Nous mangeâmes toutes les rôties et bûmes du thé en proportion, et il était réjouissant de voir combien après le repas nous étions tous chauds et graisseux. Le vieux surtout aurait pu passer pour un vieux chef de tribu sauvage nouvellement huilé; après un moment de repos, miss Skiffins, en l'absence de la petite servante, qui, à ce qu'il paraît, se retirait dans le sein de sa famille les après-midi du dimanche, lava les tasses à thé, comme une dame qui le fait pour s'amuser, et de manière à ne pas se compromettre vis-à-vis d'aucun de nous; puis elle remit ses gants verts, et nous nous groupâmes autour du feu. Alors Wemmick dit:
«Maintenant, vieux père, lisez-nous le journal.»
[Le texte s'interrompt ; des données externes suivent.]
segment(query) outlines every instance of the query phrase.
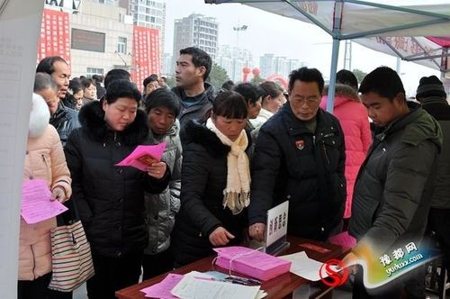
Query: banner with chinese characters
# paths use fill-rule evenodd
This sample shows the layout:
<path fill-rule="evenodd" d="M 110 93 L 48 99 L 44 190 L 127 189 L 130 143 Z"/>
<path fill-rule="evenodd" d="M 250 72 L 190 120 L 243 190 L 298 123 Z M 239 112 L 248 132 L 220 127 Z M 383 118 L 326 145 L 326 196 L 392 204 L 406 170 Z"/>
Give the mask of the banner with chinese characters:
<path fill-rule="evenodd" d="M 70 64 L 68 14 L 44 8 L 37 63 L 49 56 L 60 56 Z"/>
<path fill-rule="evenodd" d="M 160 74 L 159 31 L 133 26 L 131 80 L 142 91 L 142 81 L 151 74 Z"/>

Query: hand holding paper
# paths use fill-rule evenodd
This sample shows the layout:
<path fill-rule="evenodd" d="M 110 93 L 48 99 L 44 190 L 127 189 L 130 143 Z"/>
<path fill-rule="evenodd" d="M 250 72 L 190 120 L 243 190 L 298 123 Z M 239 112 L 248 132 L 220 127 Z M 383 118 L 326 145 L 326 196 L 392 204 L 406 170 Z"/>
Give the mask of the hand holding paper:
<path fill-rule="evenodd" d="M 164 162 L 155 162 L 149 166 L 147 169 L 148 176 L 153 177 L 158 179 L 161 179 L 166 173 L 167 165 Z"/>
<path fill-rule="evenodd" d="M 219 226 L 210 234 L 210 242 L 213 246 L 227 245 L 231 239 L 234 239 L 234 236 L 221 226 Z"/>
<path fill-rule="evenodd" d="M 166 144 L 166 142 L 161 142 L 156 145 L 138 145 L 127 158 L 117 163 L 116 166 L 130 166 L 141 171 L 148 172 L 149 176 L 156 177 L 156 171 L 162 171 L 162 169 L 159 169 L 162 166 L 158 166 L 158 162 L 161 160 Z M 164 164 L 166 167 L 166 163 Z M 157 166 L 157 168 L 151 168 L 153 166 Z M 148 170 L 150 168 L 152 169 L 151 174 Z M 166 169 L 161 174 L 161 177 L 165 172 Z"/>
<path fill-rule="evenodd" d="M 43 179 L 32 179 L 22 187 L 21 214 L 28 224 L 55 217 L 68 210 L 58 201 L 50 201 L 51 193 Z"/>

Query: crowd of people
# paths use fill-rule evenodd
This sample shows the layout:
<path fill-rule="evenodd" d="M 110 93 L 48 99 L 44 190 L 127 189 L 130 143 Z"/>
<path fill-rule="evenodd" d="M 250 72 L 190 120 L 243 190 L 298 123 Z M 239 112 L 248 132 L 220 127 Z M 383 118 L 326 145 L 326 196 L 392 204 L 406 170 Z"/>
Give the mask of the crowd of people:
<path fill-rule="evenodd" d="M 267 210 L 284 201 L 289 234 L 356 238 L 348 265 L 369 258 L 367 247 L 381 256 L 433 231 L 449 269 L 450 106 L 436 77 L 420 80 L 418 104 L 387 67 L 359 87 L 341 70 L 330 113 L 316 68 L 292 70 L 284 90 L 270 81 L 217 88 L 212 66 L 203 50 L 184 49 L 176 86 L 152 74 L 140 93 L 123 69 L 70 79 L 62 58 L 39 63 L 23 180 L 42 177 L 51 200 L 76 205 L 95 271 L 89 298 L 114 298 L 141 272 L 151 278 L 215 247 L 264 241 Z M 116 166 L 161 142 L 161 161 L 146 171 Z M 19 298 L 72 297 L 47 289 L 55 225 L 21 222 Z M 354 298 L 425 298 L 410 287 L 423 275 L 372 294 L 363 271 Z"/>

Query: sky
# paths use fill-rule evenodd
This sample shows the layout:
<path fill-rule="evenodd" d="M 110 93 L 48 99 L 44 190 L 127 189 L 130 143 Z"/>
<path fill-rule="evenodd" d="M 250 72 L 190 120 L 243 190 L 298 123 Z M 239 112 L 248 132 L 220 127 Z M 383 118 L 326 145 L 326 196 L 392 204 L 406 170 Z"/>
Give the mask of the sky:
<path fill-rule="evenodd" d="M 219 45 L 230 44 L 249 50 L 254 60 L 266 53 L 285 56 L 307 63 L 309 68 L 320 69 L 324 77 L 329 77 L 331 64 L 331 37 L 319 27 L 298 20 L 269 14 L 239 4 L 206 5 L 203 0 L 166 0 L 165 52 L 172 53 L 174 21 L 193 13 L 216 18 L 219 23 Z M 232 28 L 247 25 L 238 37 Z M 345 41 L 340 43 L 338 69 L 344 68 Z M 396 69 L 397 59 L 376 52 L 352 42 L 352 69 L 366 73 L 379 66 Z M 400 77 L 407 95 L 415 95 L 418 80 L 423 76 L 439 72 L 420 65 L 401 61 Z"/>

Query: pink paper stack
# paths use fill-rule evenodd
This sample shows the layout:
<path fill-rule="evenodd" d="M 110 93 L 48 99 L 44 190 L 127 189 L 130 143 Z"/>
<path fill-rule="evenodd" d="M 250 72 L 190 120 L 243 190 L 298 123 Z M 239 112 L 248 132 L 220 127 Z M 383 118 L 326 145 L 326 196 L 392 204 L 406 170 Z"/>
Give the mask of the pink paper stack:
<path fill-rule="evenodd" d="M 290 261 L 246 247 L 223 247 L 214 250 L 217 266 L 263 281 L 289 272 L 291 268 Z"/>

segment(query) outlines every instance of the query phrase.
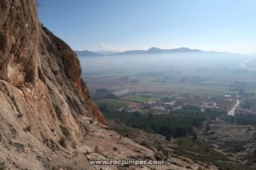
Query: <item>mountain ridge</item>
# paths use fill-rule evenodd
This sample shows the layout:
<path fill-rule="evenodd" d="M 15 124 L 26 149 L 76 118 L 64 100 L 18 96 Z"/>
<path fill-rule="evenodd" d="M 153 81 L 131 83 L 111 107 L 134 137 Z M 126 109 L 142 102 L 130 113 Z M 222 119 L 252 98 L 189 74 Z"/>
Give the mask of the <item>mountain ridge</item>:
<path fill-rule="evenodd" d="M 131 55 L 131 54 L 168 54 L 168 53 L 201 53 L 204 52 L 200 49 L 191 49 L 189 48 L 177 48 L 172 49 L 162 49 L 155 47 L 152 47 L 147 50 L 143 49 L 135 49 L 135 50 L 127 50 L 124 52 L 116 52 L 113 54 L 99 54 L 89 50 L 83 51 L 75 51 L 79 56 L 109 56 L 109 55 Z"/>

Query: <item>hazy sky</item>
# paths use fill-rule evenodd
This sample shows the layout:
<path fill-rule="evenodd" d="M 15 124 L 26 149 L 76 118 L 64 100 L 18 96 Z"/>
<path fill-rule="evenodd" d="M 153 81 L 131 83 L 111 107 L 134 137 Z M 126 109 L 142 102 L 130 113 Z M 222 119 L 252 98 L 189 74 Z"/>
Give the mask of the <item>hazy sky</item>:
<path fill-rule="evenodd" d="M 256 0 L 38 0 L 73 49 L 189 47 L 256 52 Z"/>

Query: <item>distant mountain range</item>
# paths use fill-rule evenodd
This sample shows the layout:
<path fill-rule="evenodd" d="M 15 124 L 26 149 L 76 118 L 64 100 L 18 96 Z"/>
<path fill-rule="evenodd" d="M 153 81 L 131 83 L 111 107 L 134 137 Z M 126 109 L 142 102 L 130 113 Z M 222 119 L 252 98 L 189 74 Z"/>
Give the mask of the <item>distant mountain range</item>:
<path fill-rule="evenodd" d="M 112 54 L 104 54 L 102 52 L 101 54 L 91 52 L 88 50 L 84 51 L 75 51 L 77 54 L 80 57 L 86 56 L 105 56 L 105 55 L 132 55 L 132 54 L 166 54 L 166 53 L 195 53 L 195 52 L 203 52 L 200 49 L 190 49 L 189 48 L 172 48 L 172 49 L 161 49 L 159 48 L 150 48 L 148 50 L 129 50 L 125 52 L 117 52 Z"/>
<path fill-rule="evenodd" d="M 86 56 L 102 56 L 103 54 L 97 54 L 97 53 L 94 53 L 91 51 L 88 51 L 88 50 L 83 50 L 83 51 L 75 51 L 76 54 L 80 56 L 80 57 L 86 57 Z"/>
Wemmick m'expliqua, pendant que le vieux tirait ses lunettes, que c'était une vieille habitude, et que le vieillard éprouvait une satisfaction infinie à lire le journal à haute voix.
«Je ne chercherai pas de prétexte pour l'en empêcher, dit Wemmick; car il a si peu de plaisir.... Y êtes-vous, vieux père?
—J'y suis, John, j'y suis! répondit le vieillard, en voyant qu'on lui parlait.
—Faites-lui seulement un signe de tête de temps en temps, quand il quittera le journal des yeux, dit Wemmick, et il sera heureux comme un roi. Nous écoutons, vieux père.
—Très bien, John, très bien! repartit le joyeux vieillard, si content et si affairé, que c'était vraiment charmant de le voir.
Le vieillard, en lisant, me rappela la classe de la grand'tante de M. Wopsle, avec cette plaisante particularité, que sa voix semblait sortir par le trou de la serrure. Comme il avait besoin que les chandelles fussent près de lui, et comme il était toujours sur le point de brûler, soit sa tête, soit le journal, il demandait autant de surveillance qu'un moulin à poudre. Mais Wemmick était également infatigable dans sa douceur et dans sa vigilance, et le vieux continuait à lire, sans se douter des nombreux dangers dont on le sauvait à tout moment. Toutes les fois qu'il levait les yeux sur nous, nous exprimions tous le plus grand intérêt et la plus grande attention, et nous lui faisions des signes de tête jusqu'à ce qu'il continuât.
Comme Wemmick et miss Skiffins étaient assis l'un à côté de l'autre, et comme j'étais, moi, dans un coin obscur, j'observai une extension longue et graduelle de la bouche de M. Wemmick, en même temps que son bras se glissait lentement et graduellement autour de la taille de miss Skiffins. Avec le temps, je vis paraître sa main de l'autre côté de miss Skiffins; mais, à ce moment, miss Skiffins l'arrêta doucement avec son gant vert, ôta son bras, comme si c'eût été une partie de son propre vêtement, et, avec le plus grand sang-froid, le déposa sur la table devant elle. Le calme de miss Skiffins, pendant cette opération, était un des spectacles les plus remarquables que j'eusse encore vus, et on aurait presque pu croire qu'elle le faisait machinalement.
Bientôt je vis le bras de Wemmick qui recommençait à disparaître, et graduellement je le perdis de vue. Un peu après, sa bouche commença à s'élargir de nouveau. Après un intervalle d'incertitude qui, pour moi du moins, fut tout à fait fatigant et presque pénible, je vis sa main paraître de l'autre côté de miss Skiffins. Aussitôt miss Skiffins l'arrêta avec le calme d'un placide boxeur, ôta cette ceinture ou ceste, comme la première fois, et la posa sur la table. Supposant que la table était l'image du sentier de la vertu, je dois déclarer que, pendant tout le temps que dura la lecture du vieux, le bras de Wemmick s'éloigna continuellement de ce sentier, et y fut non moins continuellement ramené par miss Skiffins.